Premiere Networks and its owner Clear Channel Media + Entertainment [now iHeart Media] has crammed down Limbaugh, Sean Hannity and Glenn Beck on its talk stations, not allowing local stations to make needed changes to their programming, changes that could provide some hope of staying relevant. It was a great business model … in the 20th century! In business speak it’s called ‘vertical integration.’ The company produces the product and then uses its distribution arm, its radio stations, to broadcast the shows. Guaranteed clearance, plus in Limbaugh’s case and some of Hannity’s stations, the local stations have to pay a ‘rights fee’ in addition to the barter commercial inventory they broadcast from the network. There was no negotiation whether to broadcast the show or what fee was to be paid. Here’s the number you pay was the only conversation during the budget process. This, as you can imagine, affected cash flow and coupled with the increasing demands for talk stations to generate more profit, it forced local stations to lay-off other talk hosts, producers and gut news departments. Talented people left the radio business and the death spiral for talk radio began. It began years ago.

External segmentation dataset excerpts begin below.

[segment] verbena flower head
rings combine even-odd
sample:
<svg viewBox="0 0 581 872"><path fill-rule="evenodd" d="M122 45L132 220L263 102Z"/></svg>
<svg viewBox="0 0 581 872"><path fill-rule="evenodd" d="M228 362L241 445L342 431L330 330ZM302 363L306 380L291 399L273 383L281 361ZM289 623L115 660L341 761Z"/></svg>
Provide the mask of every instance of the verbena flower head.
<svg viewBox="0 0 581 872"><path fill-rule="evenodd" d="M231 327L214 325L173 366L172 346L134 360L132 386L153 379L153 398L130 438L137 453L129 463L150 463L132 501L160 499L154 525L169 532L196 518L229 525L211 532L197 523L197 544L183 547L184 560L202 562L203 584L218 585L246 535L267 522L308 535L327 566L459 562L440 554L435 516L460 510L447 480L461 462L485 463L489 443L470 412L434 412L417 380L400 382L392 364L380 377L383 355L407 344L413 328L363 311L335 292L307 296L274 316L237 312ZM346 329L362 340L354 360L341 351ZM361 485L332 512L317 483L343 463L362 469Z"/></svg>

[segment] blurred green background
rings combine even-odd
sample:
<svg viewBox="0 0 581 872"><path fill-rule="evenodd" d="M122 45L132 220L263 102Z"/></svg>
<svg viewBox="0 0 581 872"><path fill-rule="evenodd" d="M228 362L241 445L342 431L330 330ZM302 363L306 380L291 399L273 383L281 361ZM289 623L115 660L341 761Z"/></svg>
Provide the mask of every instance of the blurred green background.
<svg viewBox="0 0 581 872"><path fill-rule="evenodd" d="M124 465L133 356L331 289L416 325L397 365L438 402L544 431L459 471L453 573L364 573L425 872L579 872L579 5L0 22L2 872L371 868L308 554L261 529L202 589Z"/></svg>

There’s more like that anywhere you care to look. To cite just one more, here’s Ethan Epstein for Politico:

… even as his influence is sky high and his dominance at the top of talk radio remains unchallenged, as a business proposition, Limbaugh’s show is on shaky ground. In recent years, Limbaugh has been dropped by several of his long-time affiliates, including some very powerful ones: He’s gone from WABC in New York, WRKO in Boston and KFI in Los Angeles, for example, and has in many cases been moved onto smaller stations with much weaker signals that cover smaller areas.

And that’s Rush Limbaugh. So-called “Rush wannabes,” once a glutted commodity on every station with a pulse and 10 watts, are finding themselves relegated to fewer and fewer stations, not to mention, I suspect, significantly lower salaries and endorsement possibilities.

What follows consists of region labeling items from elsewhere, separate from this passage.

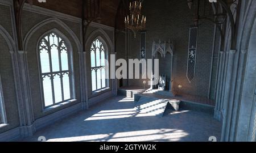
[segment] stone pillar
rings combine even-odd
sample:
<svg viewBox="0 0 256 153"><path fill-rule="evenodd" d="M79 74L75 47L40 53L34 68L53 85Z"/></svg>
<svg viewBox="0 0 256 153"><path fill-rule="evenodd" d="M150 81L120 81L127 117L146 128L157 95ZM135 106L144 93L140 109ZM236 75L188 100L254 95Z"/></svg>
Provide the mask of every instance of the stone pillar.
<svg viewBox="0 0 256 153"><path fill-rule="evenodd" d="M172 78L172 67L173 67L173 62L174 62L174 53L172 53L171 54L171 73L170 73L170 87L169 87L169 91L171 93L171 94L172 96L174 96L174 84L173 84L173 82L174 82L174 78Z"/></svg>
<svg viewBox="0 0 256 153"><path fill-rule="evenodd" d="M31 99L31 88L27 66L27 52L18 51L17 54L18 73L19 74L19 90L20 99L18 101L19 105L19 112L21 115L20 133L22 137L32 135L35 129L32 126L34 121L32 104Z"/></svg>
<svg viewBox="0 0 256 153"><path fill-rule="evenodd" d="M112 95L113 96L117 95L117 78L115 77L115 61L117 59L117 52L114 52L111 55L110 58L110 80L112 83Z"/></svg>
<svg viewBox="0 0 256 153"><path fill-rule="evenodd" d="M88 83L87 83L87 65L86 65L86 52L79 52L79 56L81 56L80 63L80 77L82 77L82 79L80 79L81 80L81 103L82 103L82 109L88 109L89 108L88 104Z"/></svg>

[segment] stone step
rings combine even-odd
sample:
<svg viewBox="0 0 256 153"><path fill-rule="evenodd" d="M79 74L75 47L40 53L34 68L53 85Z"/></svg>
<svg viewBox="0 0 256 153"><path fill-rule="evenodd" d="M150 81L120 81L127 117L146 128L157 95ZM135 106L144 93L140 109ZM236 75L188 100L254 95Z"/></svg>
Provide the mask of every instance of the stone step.
<svg viewBox="0 0 256 153"><path fill-rule="evenodd" d="M164 100L141 97L139 100L135 103L135 108L140 113L161 117L163 116L167 103L168 101Z"/></svg>

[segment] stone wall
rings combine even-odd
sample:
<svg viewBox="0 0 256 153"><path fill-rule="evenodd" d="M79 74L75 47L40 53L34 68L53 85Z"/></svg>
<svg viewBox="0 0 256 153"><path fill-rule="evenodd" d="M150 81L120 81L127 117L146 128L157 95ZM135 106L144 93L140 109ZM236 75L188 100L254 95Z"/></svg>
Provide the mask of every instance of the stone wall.
<svg viewBox="0 0 256 153"><path fill-rule="evenodd" d="M201 6L200 8L203 9L203 7ZM208 97L210 71L212 70L210 61L214 35L214 24L208 21L200 20L199 23L195 78L191 83L187 78L189 28L193 24L194 12L195 9L191 10L188 8L186 1L160 0L157 2L155 1L145 1L143 4L142 14L147 19L146 58L152 58L153 41L158 41L159 39L161 41L174 41L174 90L177 91L178 85L181 84L183 87L179 92L182 94ZM135 39L132 37L132 40L130 57L139 58L140 35L138 35ZM167 76L170 76L171 60L169 57L170 56L167 54L167 58L162 59L159 62L160 73L166 74ZM217 63L217 61L214 61L214 63ZM215 71L213 73L215 73ZM215 82L215 80L213 82ZM131 80L130 83L131 86L142 86L141 80ZM214 86L212 88L214 90ZM213 99L214 96L211 96L211 98Z"/></svg>

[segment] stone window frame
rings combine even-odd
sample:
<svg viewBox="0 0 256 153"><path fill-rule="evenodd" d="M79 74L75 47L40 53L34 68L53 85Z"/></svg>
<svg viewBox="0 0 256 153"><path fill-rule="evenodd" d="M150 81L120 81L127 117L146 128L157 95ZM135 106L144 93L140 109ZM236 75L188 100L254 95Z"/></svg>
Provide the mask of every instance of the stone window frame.
<svg viewBox="0 0 256 153"><path fill-rule="evenodd" d="M0 74L0 125L7 124L6 112L5 110L5 99Z"/></svg>
<svg viewBox="0 0 256 153"><path fill-rule="evenodd" d="M46 36L48 36L51 35L51 33L54 33L59 38L61 38L65 42L65 45L67 46L67 50L68 50L68 73L69 75L70 75L69 77L69 88L70 88L70 96L71 98L68 100L63 100L61 102L59 103L55 103L54 100L53 100L53 104L51 105L48 105L46 107L46 103L44 101L44 91L43 91L43 77L42 75L44 74L42 73L42 67L41 67L41 63L40 63L40 52L39 52L39 46L40 46L40 42L41 42L42 40ZM50 30L46 33L44 33L43 35L42 35L41 37L38 39L38 41L36 45L37 48L37 57L38 57L38 71L39 71L39 76L40 78L40 92L41 92L41 99L42 101L42 105L43 105L43 110L48 110L48 109L53 108L55 108L56 106L60 105L60 104L65 104L65 103L69 103L72 102L74 101L76 101L76 92L75 92L75 71L74 71L74 68L73 68L73 49L72 47L71 43L69 39L64 35L60 31L58 31L57 29L53 29L52 30ZM58 49L59 50L59 49ZM60 50L59 50L60 52ZM50 65L51 66L51 65ZM50 75L54 75L54 74L56 72L52 72L51 71L49 73ZM66 73L67 71L62 71L60 69L60 73ZM51 80L52 82L52 80ZM52 87L52 88L54 87ZM52 96L54 96L55 93L54 91L52 90ZM62 92L62 96L63 97L63 87L61 87L61 92Z"/></svg>
<svg viewBox="0 0 256 153"><path fill-rule="evenodd" d="M105 67L105 69L106 69L106 64L105 66L101 66L101 60L100 61L101 63L101 66L97 66L96 63L97 63L97 61L96 61L96 58L95 57L95 66L94 67L92 67L92 59L91 59L91 48L93 44L93 42L96 41L97 41L97 40L98 40L98 41L101 42L102 46L104 47L104 53L105 53L105 60L107 60L108 61L108 47L107 45L107 44L106 43L106 41L104 40L104 39L103 39L101 36L97 36L93 40L93 41L91 41L91 43L90 44L90 75L91 75L92 76L92 71L93 70L95 69L101 69L102 67ZM95 51L96 52L96 51ZM95 57L96 57L96 54L95 53ZM100 59L101 60L101 53L100 53ZM107 71L105 70L105 75L106 75L106 78L107 78L108 77L107 75L108 75L108 72L107 72ZM109 88L109 79L105 79L105 87L101 87L101 88L99 89L97 89L97 72L96 72L96 90L93 90L93 88L92 88L92 78L91 77L91 85L92 85L92 88L91 88L91 91L92 92L93 94L95 94L95 93L97 93L101 91L102 91L108 89ZM102 80L101 81L101 84L102 84Z"/></svg>

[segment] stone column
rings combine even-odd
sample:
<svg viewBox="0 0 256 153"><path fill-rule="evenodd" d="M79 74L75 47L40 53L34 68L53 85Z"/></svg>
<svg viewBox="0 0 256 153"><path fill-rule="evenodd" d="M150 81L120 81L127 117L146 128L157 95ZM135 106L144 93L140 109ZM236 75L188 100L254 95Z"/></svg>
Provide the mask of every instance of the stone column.
<svg viewBox="0 0 256 153"><path fill-rule="evenodd" d="M172 53L171 54L171 73L170 73L170 92L172 96L174 96L174 84L173 84L173 81L174 78L172 78L172 67L173 67L173 62L174 62L174 53Z"/></svg>
<svg viewBox="0 0 256 153"><path fill-rule="evenodd" d="M32 135L35 131L32 124L34 121L33 107L31 99L31 88L27 66L27 52L18 51L17 54L18 73L19 74L20 100L18 101L19 105L19 113L22 116L20 133L22 137Z"/></svg>

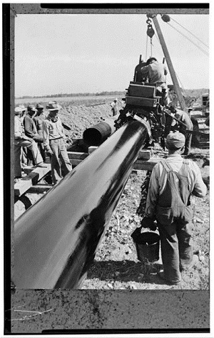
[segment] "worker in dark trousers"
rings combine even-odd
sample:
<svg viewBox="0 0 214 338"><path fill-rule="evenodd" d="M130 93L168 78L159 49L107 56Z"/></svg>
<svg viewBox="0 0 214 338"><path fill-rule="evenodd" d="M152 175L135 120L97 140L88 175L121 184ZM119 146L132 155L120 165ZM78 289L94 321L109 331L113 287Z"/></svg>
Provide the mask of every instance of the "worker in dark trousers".
<svg viewBox="0 0 214 338"><path fill-rule="evenodd" d="M48 104L49 111L47 117L43 120L44 147L51 157L51 176L54 184L57 184L63 177L72 170L67 149L65 145L66 135L61 121L58 117L61 106L56 102Z"/></svg>
<svg viewBox="0 0 214 338"><path fill-rule="evenodd" d="M39 151L35 141L29 137L24 133L24 128L22 124L21 113L22 109L16 107L14 110L14 177L19 179L22 177L21 165L21 152L22 147L26 147L31 151L35 164L38 167L46 167L42 160L42 157Z"/></svg>
<svg viewBox="0 0 214 338"><path fill-rule="evenodd" d="M141 221L143 228L158 228L163 267L159 275L170 285L179 284L180 271L198 262L191 243L190 195L204 197L207 192L199 167L180 156L184 144L183 134L170 132L167 136L168 156L152 171L145 217Z"/></svg>
<svg viewBox="0 0 214 338"><path fill-rule="evenodd" d="M46 154L43 144L43 130L42 130L42 122L46 118L46 115L44 112L44 106L41 103L37 103L36 113L34 116L34 121L36 127L36 130L39 136L40 137L40 142L38 142L38 147L42 156L43 160L46 162Z"/></svg>
<svg viewBox="0 0 214 338"><path fill-rule="evenodd" d="M143 77L146 77L148 83L155 85L157 89L156 94L162 96L163 105L168 106L170 100L168 94L165 75L168 73L167 68L163 63L158 62L156 58L150 58L146 61L146 65L141 68Z"/></svg>
<svg viewBox="0 0 214 338"><path fill-rule="evenodd" d="M172 112L173 116L175 116L176 119L179 121L184 123L183 125L179 125L179 122L177 122L177 129L178 130L184 134L185 138L184 152L183 155L188 155L191 149L191 142L192 142L192 134L188 132L186 130L193 130L193 125L191 121L191 119L188 114L183 110L180 110L174 107L171 107L170 110Z"/></svg>
<svg viewBox="0 0 214 338"><path fill-rule="evenodd" d="M118 99L115 98L114 100L111 103L112 116L115 116L118 113Z"/></svg>

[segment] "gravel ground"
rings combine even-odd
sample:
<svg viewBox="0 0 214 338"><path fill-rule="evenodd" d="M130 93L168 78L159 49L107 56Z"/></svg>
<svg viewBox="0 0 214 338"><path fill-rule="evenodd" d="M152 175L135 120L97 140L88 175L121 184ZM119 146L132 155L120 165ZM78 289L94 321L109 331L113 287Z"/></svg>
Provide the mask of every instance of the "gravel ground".
<svg viewBox="0 0 214 338"><path fill-rule="evenodd" d="M103 100L103 98L99 99ZM70 105L69 102L60 102L63 105L61 118L68 128L66 131L68 143L76 137L82 137L87 127L111 116L110 98L105 105L86 107L98 101L86 102L82 105ZM24 102L19 102L25 103ZM119 106L123 102L119 100ZM68 129L70 130L68 130ZM152 152L152 156L165 156L160 147ZM209 176L209 167L202 167L203 158L209 157L208 149L193 149L190 158L196 161L203 176ZM141 200L141 186L146 177L146 171L133 172L126 184L119 203L115 210L106 235L96 252L93 264L88 272L83 289L196 289L209 288L209 194L204 199L193 197L195 204L193 249L198 253L197 267L183 275L180 286L167 285L158 277L161 268L161 258L155 263L142 263L138 260L136 248L131 237L134 229L139 226L141 217L136 211ZM15 219L25 211L25 204L34 204L42 194L26 194L23 201L14 206Z"/></svg>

Notable among these lesser-but-once-prominent voices, “angry prophets denouncing the liberal hypocrisies of our times,” to paraphrase Paddy Chayefsky, is the retirement of Charlie Sykes over at WTMJ in Milwaukee, indisputably the conservative voice of the Badger State.

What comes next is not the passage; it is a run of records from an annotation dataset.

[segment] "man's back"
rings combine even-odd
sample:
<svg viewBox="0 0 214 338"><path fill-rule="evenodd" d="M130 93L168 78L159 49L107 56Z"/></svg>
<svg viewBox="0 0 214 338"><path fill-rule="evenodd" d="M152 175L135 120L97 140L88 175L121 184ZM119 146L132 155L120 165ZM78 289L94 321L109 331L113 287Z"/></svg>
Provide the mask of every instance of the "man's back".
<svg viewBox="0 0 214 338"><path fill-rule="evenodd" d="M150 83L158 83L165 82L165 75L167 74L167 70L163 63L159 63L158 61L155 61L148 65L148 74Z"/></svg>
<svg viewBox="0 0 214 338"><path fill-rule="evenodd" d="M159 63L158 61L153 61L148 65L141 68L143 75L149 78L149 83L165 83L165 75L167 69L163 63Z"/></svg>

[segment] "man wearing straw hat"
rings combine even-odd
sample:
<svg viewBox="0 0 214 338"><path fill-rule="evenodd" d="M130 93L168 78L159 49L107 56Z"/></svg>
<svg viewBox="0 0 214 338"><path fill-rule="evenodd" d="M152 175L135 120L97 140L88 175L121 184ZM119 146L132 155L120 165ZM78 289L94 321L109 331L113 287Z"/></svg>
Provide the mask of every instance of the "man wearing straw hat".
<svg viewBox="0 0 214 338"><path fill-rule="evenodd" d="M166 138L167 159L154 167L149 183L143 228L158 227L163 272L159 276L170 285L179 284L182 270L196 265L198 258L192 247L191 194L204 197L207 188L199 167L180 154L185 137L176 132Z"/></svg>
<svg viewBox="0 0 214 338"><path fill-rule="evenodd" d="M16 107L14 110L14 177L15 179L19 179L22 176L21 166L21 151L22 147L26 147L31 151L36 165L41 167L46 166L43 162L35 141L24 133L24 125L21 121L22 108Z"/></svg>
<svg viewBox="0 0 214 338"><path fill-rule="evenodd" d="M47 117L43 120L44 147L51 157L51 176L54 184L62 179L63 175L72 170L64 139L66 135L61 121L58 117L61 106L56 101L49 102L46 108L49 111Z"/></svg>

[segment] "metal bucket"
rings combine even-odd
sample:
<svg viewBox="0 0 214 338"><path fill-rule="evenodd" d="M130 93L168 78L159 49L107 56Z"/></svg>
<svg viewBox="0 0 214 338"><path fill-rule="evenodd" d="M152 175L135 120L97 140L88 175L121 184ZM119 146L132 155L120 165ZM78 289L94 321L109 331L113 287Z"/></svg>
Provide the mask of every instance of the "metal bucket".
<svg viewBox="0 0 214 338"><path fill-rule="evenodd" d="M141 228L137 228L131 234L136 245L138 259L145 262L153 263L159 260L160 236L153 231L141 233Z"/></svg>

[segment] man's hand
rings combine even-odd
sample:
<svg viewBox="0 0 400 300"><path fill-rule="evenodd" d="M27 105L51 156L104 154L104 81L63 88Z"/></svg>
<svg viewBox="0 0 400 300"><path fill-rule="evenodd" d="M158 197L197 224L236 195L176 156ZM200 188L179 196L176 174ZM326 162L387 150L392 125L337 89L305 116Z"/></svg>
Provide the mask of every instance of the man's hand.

As Dan Bice and Chris Foran of the Journal Sentinel wrote when Sykes made his announcement a couple weeks ago:

Sykes has found himself being taken to task by his own callers, and acknowledges he has lost listeners — all while making regular appearances on left-wing political shows on MSNBC. For others, that is hypocrisy; a staple of Sykes’ work has been the political spin, personal attacks, and incivility he now professes to reject. In numerous recent interviews, he has called into question whether he and others in conservative media helped created an environment that allowed Trump to secure the GOP nomination. He also has suggested that conservative media has ‘created a monster’ by convincing voters to reject mainstream sources of information — something that Sykes himself encouraged almost daily during his two decades on the air.

The takeaway from this seems to be that what remains of the audience for conservative/right-wing broadcasting, is now so old, so white and so far beyond the pale of what can be described as a rational sensibility, the venues for appealing to it are being abandoned by pretty much everyone once described as “traditionally conservative.”

Translation: There’s a yawning vacuum for anyone willing to take a far angrier, fringier game to “the next level,” as they say in sports.